Yes. They were just trying to mess with people, and that’s not cool, but that’s what it was. Now they’re trying to collect money, they’re trying to do extortion. Now consider advanced persistent threats or criminal organizations. Why would someone need to rob you at gunpoint when they can hack into your system and steal money without risk? And we’re seeing more and more of that. The hacks are getting more sophisticated. So I said it was time to go specialize in cybersecurity, which is completely different than infrastructure. There are (similar) components in there, but just because you’re in infrastructure doesn’t mean you know cybersecurity. So I went in that direction, I studied and trained (in cybersecurity). The hacks are getting worse. They are just non-stop.

Matt:

Every so often I’ll have people ask me about cybersecurity and ask “Is this a fad? Is this just a hot thing right now?” What do you say to that?

Zach Tomlin:

I worry for them because you need to be protected. It’s not just businesses. When you have the Internet of Things like your smart home. That needs to be protected. You need to make sure that that is protected. There are so many ramifications for not. I’ve actually been in a situation where a friend of mine had a default wireless network. It was bothering me so I asked her if I could fix it. When I logged into her firewall I found a whole bunch of iPod devices that were connected to her network. It turned out that a former boyfriend had hidden IPods around her house, and he was listening to her.

As soon as I saw this I shut the devices down a lot of the harassment that she was enduring stopped. You have nest cameras, you have smart locks. But you will grant access to these devices to significant others, or maybe your dog walker. If you don’t revoke their access to these, you’re basically giving them access.

Matt:

And hackers are able to steal so much – intellectual property, money.
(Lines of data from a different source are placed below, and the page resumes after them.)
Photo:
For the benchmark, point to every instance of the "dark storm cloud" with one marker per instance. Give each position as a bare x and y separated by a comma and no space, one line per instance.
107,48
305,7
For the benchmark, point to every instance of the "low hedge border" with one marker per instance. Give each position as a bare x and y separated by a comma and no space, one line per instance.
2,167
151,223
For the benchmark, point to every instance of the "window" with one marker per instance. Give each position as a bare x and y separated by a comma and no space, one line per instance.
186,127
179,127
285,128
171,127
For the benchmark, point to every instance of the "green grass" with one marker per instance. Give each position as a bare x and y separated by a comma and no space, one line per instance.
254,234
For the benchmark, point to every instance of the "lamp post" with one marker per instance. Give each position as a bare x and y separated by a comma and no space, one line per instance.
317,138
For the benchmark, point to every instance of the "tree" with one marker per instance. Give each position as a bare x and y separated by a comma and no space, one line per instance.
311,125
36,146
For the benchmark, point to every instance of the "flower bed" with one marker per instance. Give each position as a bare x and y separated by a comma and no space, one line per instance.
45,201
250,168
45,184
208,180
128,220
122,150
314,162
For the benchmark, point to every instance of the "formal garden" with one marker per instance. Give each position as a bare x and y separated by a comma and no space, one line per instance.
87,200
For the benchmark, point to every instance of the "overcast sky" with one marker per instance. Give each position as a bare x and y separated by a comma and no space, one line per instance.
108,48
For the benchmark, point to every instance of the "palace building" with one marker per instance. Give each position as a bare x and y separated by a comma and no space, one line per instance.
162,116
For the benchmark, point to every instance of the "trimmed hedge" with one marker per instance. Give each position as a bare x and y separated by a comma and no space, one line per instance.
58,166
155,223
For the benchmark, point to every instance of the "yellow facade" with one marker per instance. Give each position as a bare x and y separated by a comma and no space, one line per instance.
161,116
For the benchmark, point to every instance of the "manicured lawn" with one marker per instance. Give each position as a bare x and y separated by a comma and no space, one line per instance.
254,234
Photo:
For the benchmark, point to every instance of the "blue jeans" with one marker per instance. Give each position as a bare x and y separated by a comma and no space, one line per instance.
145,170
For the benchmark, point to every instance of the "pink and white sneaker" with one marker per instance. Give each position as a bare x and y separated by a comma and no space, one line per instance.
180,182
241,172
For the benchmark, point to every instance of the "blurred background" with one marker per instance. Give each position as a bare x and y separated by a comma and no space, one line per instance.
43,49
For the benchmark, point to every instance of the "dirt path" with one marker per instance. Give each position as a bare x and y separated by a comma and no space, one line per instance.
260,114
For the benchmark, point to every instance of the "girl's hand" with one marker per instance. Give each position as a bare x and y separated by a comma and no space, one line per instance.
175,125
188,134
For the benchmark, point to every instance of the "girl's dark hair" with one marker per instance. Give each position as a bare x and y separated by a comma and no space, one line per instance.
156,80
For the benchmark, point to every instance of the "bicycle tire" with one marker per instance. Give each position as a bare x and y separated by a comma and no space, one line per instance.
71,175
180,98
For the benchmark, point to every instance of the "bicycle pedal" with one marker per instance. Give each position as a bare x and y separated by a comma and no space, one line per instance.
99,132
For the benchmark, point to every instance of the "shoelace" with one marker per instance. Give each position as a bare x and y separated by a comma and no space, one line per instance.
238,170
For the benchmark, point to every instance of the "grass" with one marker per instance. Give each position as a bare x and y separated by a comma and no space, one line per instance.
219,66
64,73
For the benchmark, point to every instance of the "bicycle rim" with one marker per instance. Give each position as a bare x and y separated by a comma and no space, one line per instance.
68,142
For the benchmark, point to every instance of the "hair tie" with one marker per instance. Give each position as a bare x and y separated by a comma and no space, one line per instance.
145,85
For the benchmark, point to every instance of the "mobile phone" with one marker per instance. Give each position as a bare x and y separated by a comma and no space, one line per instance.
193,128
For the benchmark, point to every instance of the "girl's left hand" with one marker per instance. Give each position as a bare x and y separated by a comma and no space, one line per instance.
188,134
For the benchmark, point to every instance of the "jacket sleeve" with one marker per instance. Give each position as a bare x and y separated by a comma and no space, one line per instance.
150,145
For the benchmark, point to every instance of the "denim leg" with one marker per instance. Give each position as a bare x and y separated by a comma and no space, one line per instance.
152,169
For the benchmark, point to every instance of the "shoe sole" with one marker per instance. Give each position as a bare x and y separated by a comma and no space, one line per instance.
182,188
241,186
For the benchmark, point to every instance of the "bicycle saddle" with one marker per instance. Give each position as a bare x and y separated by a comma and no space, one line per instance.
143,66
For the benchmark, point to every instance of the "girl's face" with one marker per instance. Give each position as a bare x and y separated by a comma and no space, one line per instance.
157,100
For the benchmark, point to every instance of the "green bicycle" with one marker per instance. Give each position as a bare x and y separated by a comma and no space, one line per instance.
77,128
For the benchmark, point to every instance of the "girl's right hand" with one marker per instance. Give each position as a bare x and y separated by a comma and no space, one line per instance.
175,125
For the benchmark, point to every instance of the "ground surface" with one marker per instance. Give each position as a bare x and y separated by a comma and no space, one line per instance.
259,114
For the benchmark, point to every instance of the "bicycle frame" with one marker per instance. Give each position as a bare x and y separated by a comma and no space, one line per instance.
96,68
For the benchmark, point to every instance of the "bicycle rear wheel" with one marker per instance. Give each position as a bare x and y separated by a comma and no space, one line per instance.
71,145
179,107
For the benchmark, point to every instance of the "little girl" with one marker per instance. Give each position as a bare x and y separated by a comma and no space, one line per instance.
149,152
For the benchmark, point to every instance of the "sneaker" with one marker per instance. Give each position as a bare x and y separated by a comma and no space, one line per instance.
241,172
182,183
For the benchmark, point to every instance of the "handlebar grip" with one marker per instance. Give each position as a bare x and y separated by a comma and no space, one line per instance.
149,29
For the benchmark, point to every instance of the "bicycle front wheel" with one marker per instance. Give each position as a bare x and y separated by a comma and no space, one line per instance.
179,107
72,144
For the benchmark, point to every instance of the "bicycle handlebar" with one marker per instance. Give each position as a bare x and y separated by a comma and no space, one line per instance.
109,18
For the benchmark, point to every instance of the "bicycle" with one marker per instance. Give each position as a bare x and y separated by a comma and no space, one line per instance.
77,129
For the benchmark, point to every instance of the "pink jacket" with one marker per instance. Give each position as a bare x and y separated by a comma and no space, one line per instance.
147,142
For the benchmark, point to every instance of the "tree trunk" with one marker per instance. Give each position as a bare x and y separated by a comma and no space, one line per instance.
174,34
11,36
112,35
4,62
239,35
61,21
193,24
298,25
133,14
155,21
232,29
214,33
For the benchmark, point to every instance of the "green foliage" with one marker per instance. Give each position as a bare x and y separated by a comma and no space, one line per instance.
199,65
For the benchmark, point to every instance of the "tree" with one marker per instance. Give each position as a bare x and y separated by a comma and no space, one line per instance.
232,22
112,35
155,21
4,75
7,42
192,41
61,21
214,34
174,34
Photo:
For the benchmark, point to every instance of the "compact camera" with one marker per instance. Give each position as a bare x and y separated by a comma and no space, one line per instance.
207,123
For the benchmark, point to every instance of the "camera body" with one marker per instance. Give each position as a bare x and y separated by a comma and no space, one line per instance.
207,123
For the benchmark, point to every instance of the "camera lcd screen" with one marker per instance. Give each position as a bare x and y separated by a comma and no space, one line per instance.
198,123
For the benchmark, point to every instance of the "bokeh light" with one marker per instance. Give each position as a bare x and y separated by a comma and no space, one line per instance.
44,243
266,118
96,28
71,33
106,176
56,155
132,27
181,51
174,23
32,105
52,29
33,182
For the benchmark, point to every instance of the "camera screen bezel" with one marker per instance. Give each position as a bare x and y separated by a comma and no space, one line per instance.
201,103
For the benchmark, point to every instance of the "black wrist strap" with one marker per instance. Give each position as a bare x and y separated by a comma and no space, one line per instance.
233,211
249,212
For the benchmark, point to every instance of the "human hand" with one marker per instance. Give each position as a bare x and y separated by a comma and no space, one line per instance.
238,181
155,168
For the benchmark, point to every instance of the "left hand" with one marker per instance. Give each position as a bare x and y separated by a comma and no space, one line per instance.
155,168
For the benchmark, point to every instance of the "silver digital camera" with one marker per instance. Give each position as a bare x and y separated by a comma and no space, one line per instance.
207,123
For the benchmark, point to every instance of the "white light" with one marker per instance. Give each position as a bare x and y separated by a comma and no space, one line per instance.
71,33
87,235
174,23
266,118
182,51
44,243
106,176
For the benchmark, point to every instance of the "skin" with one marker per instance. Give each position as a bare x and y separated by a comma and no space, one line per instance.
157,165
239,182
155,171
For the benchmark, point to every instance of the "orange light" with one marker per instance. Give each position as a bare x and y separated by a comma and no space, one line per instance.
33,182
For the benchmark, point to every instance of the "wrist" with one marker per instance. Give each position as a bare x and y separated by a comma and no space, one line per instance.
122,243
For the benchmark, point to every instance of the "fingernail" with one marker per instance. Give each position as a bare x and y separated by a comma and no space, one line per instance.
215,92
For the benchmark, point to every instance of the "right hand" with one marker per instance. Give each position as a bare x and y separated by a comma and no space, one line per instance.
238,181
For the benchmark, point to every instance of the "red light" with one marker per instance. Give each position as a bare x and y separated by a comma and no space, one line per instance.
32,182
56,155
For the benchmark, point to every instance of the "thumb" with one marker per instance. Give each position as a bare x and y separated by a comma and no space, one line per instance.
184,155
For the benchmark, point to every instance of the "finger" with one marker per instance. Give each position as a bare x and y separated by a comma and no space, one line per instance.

They’re not going to stop because they’re successful. They’re becoming more sophisticated but the tools are also becoming easier for the hackers to use. 

Zach Tomlin:

Right.

Matt:

To wrap up, I would like to ask just off the cuff, what’s some quick advice you have for anybody who is planning on getting into the cybersecurity field and they’re starting from scratch?

Zach Tomlin:

Go out there and get information. Pick up a book. Start watching YouTube videos. Start joining forums. Get into it. Immerse yourself into it. Read the stories. Read the headlines. And when you don’t know something, look it up and see what it means. That is the best way to do it. If you don’t do that then you’re not really learning anything.